Re: [Linux-HA] Best effort HA

Kai Bjørnstad Wed, 09 May 2007 02:09:32 -0700

Thanks for the input on the debug cmds. Did not know about those. 
Unfortunately I am not any smarter after browsing the output :-)


> Don't forget: In a large dependency "group", when one resource wants to
> move, many others are trying to stay, depending on your
> default-resource-stickiness and default-resource-failure-stickiness.
The only thing I see when looking at the debug output is comparisons of 
INFINITY vs. - INFINITY ??

So my first "CIB design" was to put everything in one group. The problems with 
this configuration is that the default start/restart order in a group is just 
a linear list. 
This means that when my group looks like this:

Group mygroup:
IP_1
IP_2
FS_1
FS_2
LSB_1
LSB_2
LSB_3

a failure of LSB_1 will make both LSB_2 and LSB_3 stop, but in reality they 
are not dependent at all. The same problem i get if FS_1 fails, the LSB_x 
should stop, but FS_2 should still be up!

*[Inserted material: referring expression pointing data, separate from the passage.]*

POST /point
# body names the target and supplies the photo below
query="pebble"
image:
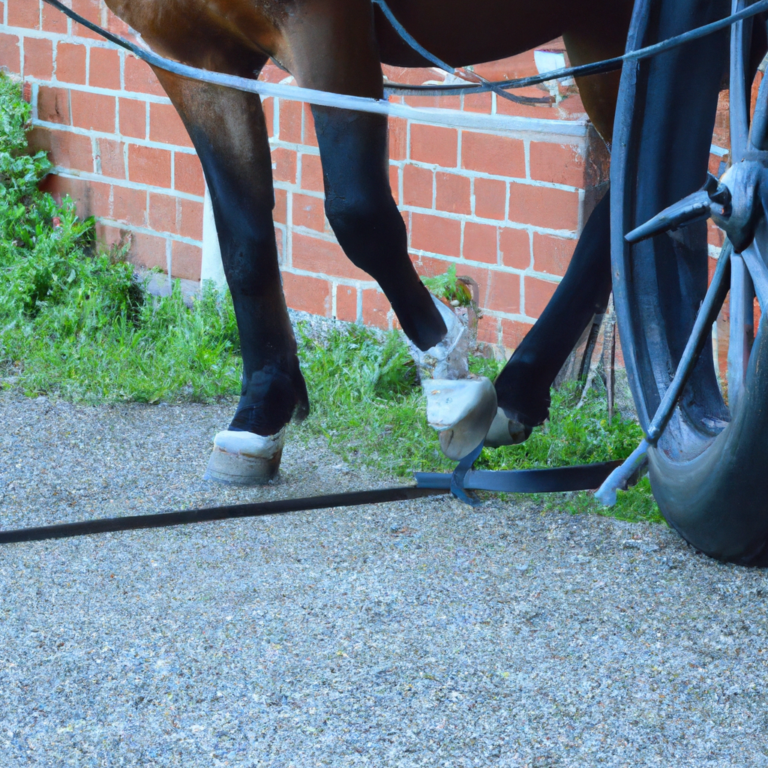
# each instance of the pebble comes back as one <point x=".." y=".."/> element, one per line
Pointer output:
<point x="423" y="633"/>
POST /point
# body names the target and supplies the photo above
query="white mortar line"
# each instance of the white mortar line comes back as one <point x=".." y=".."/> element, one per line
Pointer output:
<point x="68" y="173"/>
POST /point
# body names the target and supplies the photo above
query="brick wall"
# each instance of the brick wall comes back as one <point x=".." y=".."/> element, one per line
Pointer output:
<point x="505" y="203"/>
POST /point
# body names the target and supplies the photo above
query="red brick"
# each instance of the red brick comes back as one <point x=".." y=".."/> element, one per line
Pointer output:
<point x="61" y="187"/>
<point x="279" y="243"/>
<point x="478" y="102"/>
<point x="133" y="118"/>
<point x="537" y="295"/>
<point x="290" y="121"/>
<point x="148" y="251"/>
<point x="10" y="57"/>
<point x="149" y="165"/>
<point x="543" y="207"/>
<point x="346" y="303"/>
<point x="163" y="213"/>
<point x="428" y="266"/>
<point x="308" y="212"/>
<point x="280" y="211"/>
<point x="480" y="242"/>
<point x="552" y="255"/>
<point x="139" y="78"/>
<point x="93" y="111"/>
<point x="112" y="158"/>
<point x="308" y="136"/>
<point x="53" y="105"/>
<point x="186" y="260"/>
<point x="490" y="199"/>
<point x="67" y="150"/>
<point x="323" y="257"/>
<point x="54" y="20"/>
<point x="498" y="155"/>
<point x="284" y="165"/>
<point x="129" y="205"/>
<point x="417" y="186"/>
<point x="38" y="58"/>
<point x="96" y="199"/>
<point x="376" y="308"/>
<point x="268" y="107"/>
<point x="515" y="248"/>
<point x="488" y="329"/>
<point x="117" y="26"/>
<point x="92" y="198"/>
<point x="394" y="183"/>
<point x="430" y="144"/>
<point x="88" y="9"/>
<point x="503" y="292"/>
<point x="70" y="63"/>
<point x="104" y="69"/>
<point x="24" y="13"/>
<point x="191" y="224"/>
<point x="166" y="127"/>
<point x="452" y="193"/>
<point x="513" y="332"/>
<point x="188" y="174"/>
<point x="481" y="275"/>
<point x="436" y="234"/>
<point x="311" y="173"/>
<point x="557" y="163"/>
<point x="308" y="294"/>
<point x="398" y="138"/>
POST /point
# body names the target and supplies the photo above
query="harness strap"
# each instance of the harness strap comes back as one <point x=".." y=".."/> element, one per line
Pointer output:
<point x="410" y="39"/>
<point x="362" y="104"/>
<point x="427" y="484"/>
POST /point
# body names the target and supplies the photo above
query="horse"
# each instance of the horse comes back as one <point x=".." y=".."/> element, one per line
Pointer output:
<point x="339" y="46"/>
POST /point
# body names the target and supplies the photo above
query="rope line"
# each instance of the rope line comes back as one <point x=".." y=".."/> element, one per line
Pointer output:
<point x="381" y="106"/>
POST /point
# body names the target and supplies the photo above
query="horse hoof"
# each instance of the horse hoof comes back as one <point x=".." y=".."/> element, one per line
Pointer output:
<point x="244" y="458"/>
<point x="461" y="411"/>
<point x="449" y="358"/>
<point x="506" y="431"/>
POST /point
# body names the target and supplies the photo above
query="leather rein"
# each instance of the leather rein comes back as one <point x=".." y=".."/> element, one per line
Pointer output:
<point x="463" y="478"/>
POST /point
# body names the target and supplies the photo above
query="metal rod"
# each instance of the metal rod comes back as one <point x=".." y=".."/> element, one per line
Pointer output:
<point x="707" y="314"/>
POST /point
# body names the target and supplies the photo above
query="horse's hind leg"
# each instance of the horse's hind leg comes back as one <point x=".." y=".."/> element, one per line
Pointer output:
<point x="523" y="387"/>
<point x="228" y="130"/>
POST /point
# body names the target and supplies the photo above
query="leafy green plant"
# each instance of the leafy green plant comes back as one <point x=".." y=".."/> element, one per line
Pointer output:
<point x="447" y="286"/>
<point x="74" y="322"/>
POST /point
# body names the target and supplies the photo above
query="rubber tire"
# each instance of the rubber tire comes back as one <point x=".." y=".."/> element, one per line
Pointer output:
<point x="710" y="482"/>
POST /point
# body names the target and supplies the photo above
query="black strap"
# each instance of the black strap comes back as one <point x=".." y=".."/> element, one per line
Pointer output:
<point x="427" y="484"/>
<point x="262" y="509"/>
<point x="598" y="67"/>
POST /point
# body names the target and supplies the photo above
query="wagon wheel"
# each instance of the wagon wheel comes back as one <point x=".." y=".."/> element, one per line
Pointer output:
<point x="709" y="469"/>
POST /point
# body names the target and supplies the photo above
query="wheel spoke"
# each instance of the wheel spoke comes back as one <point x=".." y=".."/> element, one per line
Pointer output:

As a consequence of this I wrote a new config disabling the group start order 
but keeping the group co-location. and then explicitly setting the rules that 
any/all LSB-script should start/restart after any/all Filesystem 

I set 
default-resource-stickiness = "0"
default-resource-failure-stickiness = "0"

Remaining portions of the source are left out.